Although it’s based on a true story, writer-director John Lee Hancock takes a broad movie-movie tone that stretches credibility almost to breaking point. As Big Mike (Quinton Aaron, who does a good line in vulnerable) gets inducted into the Tuohy family, struggles to get his grades up and tries to make it into the football team, this is never parlayed into compelling, believable drama — the stakes only get raised when he tries to get into college, but even these scenes are diluted by the presence of his younger brother acting as his agent.

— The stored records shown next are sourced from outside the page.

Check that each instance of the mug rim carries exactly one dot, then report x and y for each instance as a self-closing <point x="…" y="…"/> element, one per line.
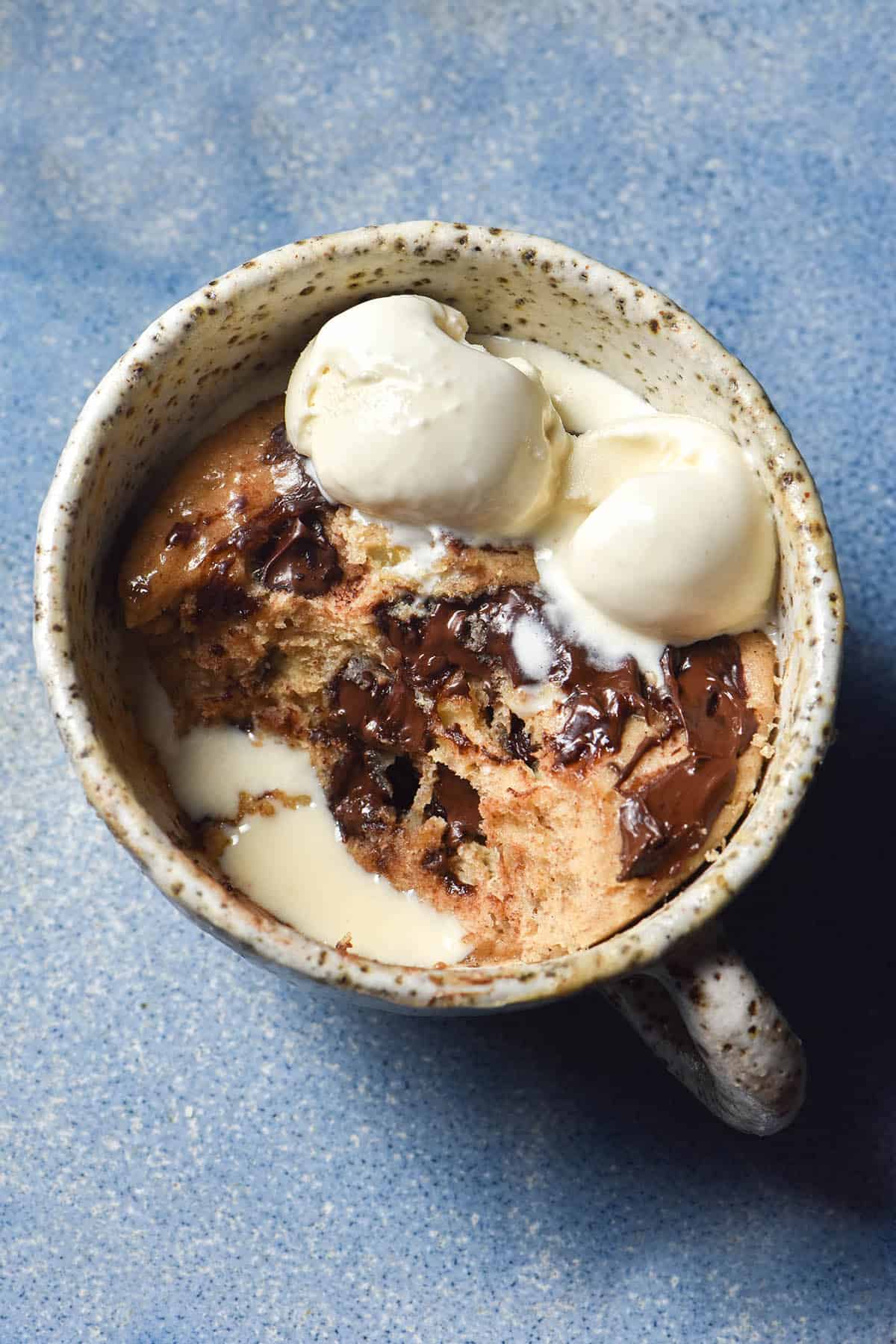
<point x="280" y="947"/>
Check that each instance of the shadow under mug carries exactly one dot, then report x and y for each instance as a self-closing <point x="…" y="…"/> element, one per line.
<point x="672" y="974"/>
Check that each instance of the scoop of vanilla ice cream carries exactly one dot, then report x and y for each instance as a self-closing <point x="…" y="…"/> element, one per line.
<point x="682" y="544"/>
<point x="406" y="421"/>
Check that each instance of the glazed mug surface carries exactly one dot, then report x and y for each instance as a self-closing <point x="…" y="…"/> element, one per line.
<point x="672" y="974"/>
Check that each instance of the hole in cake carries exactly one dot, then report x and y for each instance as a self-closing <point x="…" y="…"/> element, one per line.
<point x="519" y="742"/>
<point x="405" y="780"/>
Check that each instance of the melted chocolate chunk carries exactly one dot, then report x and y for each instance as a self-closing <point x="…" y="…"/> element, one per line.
<point x="359" y="794"/>
<point x="220" y="598"/>
<point x="520" y="742"/>
<point x="379" y="710"/>
<point x="667" y="819"/>
<point x="706" y="683"/>
<point x="301" y="559"/>
<point x="597" y="710"/>
<point x="287" y="542"/>
<point x="671" y="816"/>
<point x="455" y="801"/>
<point x="473" y="638"/>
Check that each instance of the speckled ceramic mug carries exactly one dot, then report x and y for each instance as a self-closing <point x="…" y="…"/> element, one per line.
<point x="682" y="987"/>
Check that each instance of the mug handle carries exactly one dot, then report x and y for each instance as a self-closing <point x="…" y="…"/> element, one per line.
<point x="704" y="1014"/>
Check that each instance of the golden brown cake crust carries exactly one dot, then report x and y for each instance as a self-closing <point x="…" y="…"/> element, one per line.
<point x="538" y="871"/>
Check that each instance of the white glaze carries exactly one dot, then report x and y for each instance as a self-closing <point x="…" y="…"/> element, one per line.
<point x="292" y="862"/>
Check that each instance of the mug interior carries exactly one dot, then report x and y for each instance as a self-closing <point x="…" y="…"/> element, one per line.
<point x="235" y="340"/>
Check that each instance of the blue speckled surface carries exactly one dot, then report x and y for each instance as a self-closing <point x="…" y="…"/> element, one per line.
<point x="190" y="1149"/>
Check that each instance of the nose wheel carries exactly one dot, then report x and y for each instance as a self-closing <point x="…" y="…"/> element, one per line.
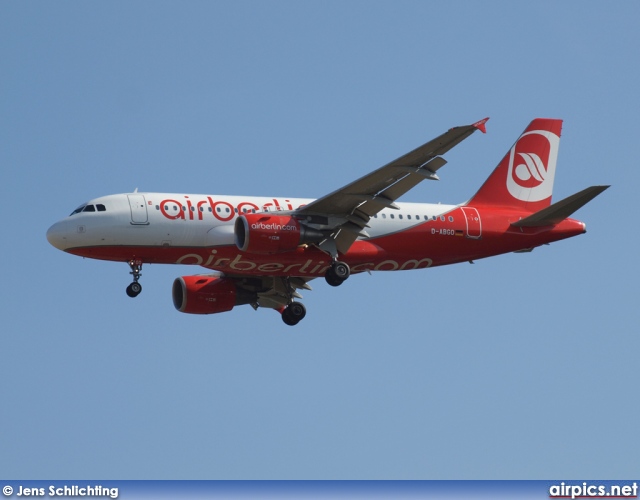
<point x="134" y="289"/>
<point x="294" y="313"/>
<point x="337" y="273"/>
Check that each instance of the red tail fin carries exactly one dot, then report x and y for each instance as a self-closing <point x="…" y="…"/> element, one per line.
<point x="524" y="177"/>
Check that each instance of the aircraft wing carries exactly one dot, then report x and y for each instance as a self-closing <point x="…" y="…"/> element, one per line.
<point x="348" y="210"/>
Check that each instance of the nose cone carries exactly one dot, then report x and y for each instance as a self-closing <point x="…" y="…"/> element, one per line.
<point x="57" y="235"/>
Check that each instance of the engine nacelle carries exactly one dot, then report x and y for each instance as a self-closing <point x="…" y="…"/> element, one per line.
<point x="203" y="294"/>
<point x="266" y="233"/>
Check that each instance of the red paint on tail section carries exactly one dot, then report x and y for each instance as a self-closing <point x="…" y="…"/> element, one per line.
<point x="524" y="178"/>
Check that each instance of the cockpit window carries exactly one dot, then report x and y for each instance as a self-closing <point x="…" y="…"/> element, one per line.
<point x="89" y="208"/>
<point x="78" y="210"/>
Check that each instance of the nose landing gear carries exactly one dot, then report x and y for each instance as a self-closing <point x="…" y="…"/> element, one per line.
<point x="134" y="289"/>
<point x="337" y="273"/>
<point x="294" y="313"/>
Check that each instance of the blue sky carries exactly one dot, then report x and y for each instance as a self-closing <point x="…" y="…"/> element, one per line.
<point x="518" y="367"/>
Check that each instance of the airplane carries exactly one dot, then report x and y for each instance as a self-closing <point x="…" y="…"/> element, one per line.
<point x="262" y="250"/>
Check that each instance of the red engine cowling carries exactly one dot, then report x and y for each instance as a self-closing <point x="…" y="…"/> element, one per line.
<point x="203" y="294"/>
<point x="265" y="233"/>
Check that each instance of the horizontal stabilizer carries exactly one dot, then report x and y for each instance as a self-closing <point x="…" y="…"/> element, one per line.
<point x="560" y="210"/>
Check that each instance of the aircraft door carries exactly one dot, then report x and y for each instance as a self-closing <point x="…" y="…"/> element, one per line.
<point x="474" y="224"/>
<point x="138" y="207"/>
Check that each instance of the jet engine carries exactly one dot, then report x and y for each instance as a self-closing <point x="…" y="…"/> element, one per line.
<point x="204" y="294"/>
<point x="267" y="234"/>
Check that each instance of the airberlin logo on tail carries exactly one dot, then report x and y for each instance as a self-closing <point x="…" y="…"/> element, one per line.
<point x="532" y="165"/>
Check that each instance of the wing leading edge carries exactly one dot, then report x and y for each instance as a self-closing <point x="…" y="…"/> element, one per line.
<point x="347" y="211"/>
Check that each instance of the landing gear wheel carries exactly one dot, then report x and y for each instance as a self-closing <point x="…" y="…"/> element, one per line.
<point x="134" y="289"/>
<point x="341" y="270"/>
<point x="337" y="273"/>
<point x="294" y="313"/>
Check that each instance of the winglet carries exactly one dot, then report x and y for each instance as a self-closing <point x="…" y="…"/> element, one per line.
<point x="481" y="125"/>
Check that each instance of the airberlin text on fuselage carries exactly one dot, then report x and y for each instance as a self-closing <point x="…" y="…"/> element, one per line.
<point x="309" y="267"/>
<point x="221" y="210"/>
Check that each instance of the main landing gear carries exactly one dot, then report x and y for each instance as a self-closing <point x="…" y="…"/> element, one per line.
<point x="293" y="313"/>
<point x="337" y="273"/>
<point x="134" y="289"/>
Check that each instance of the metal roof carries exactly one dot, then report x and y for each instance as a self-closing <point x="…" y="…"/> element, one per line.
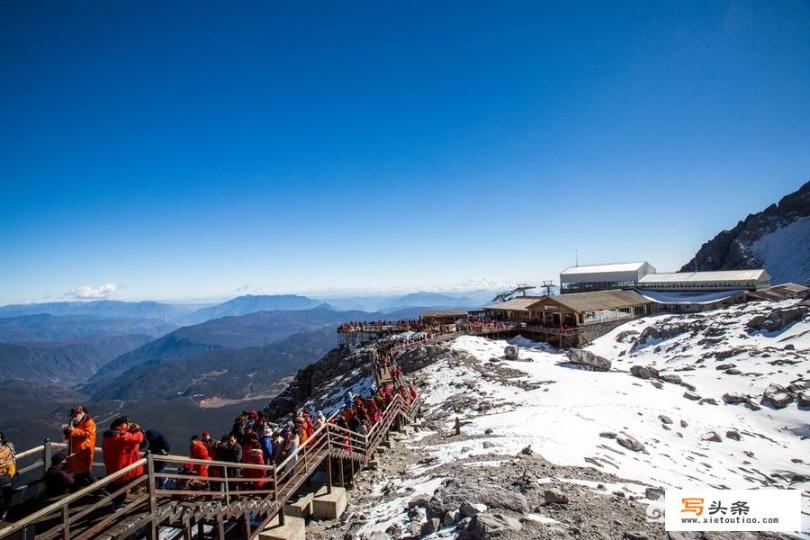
<point x="445" y="313"/>
<point x="599" y="300"/>
<point x="598" y="268"/>
<point x="516" y="304"/>
<point x="667" y="297"/>
<point x="697" y="277"/>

Somewhere in this story there should be true grit — the scenes of Big Mike’s neighbourhood feel like a Disneyland version of The Wire — and Hancock, for all his emotional directness, decides to ignore it completely. Yet the movie’s saving grace is Bullock, seemingly a lock for a Best Actress Oscar, who niftily switches between big crowdpleasing moments, bossing around burly US football players, telling rednecks to pipe down or taking on Big Mike’s crack-dealer cohorts, and quiet scenes with her husband (country singer Tim McGraw, extremely likable). Bullock’s Leigh Anne is a feisty force of nature and she beautifully mixes up stinging sass, an iron will and unadulterated sentiment.
It’s a performance and a film (like Avatar) built on simplicity, rock-solid single-mindedness and an unswerving sense of good. Which is why, in these uncertain times, it has soared.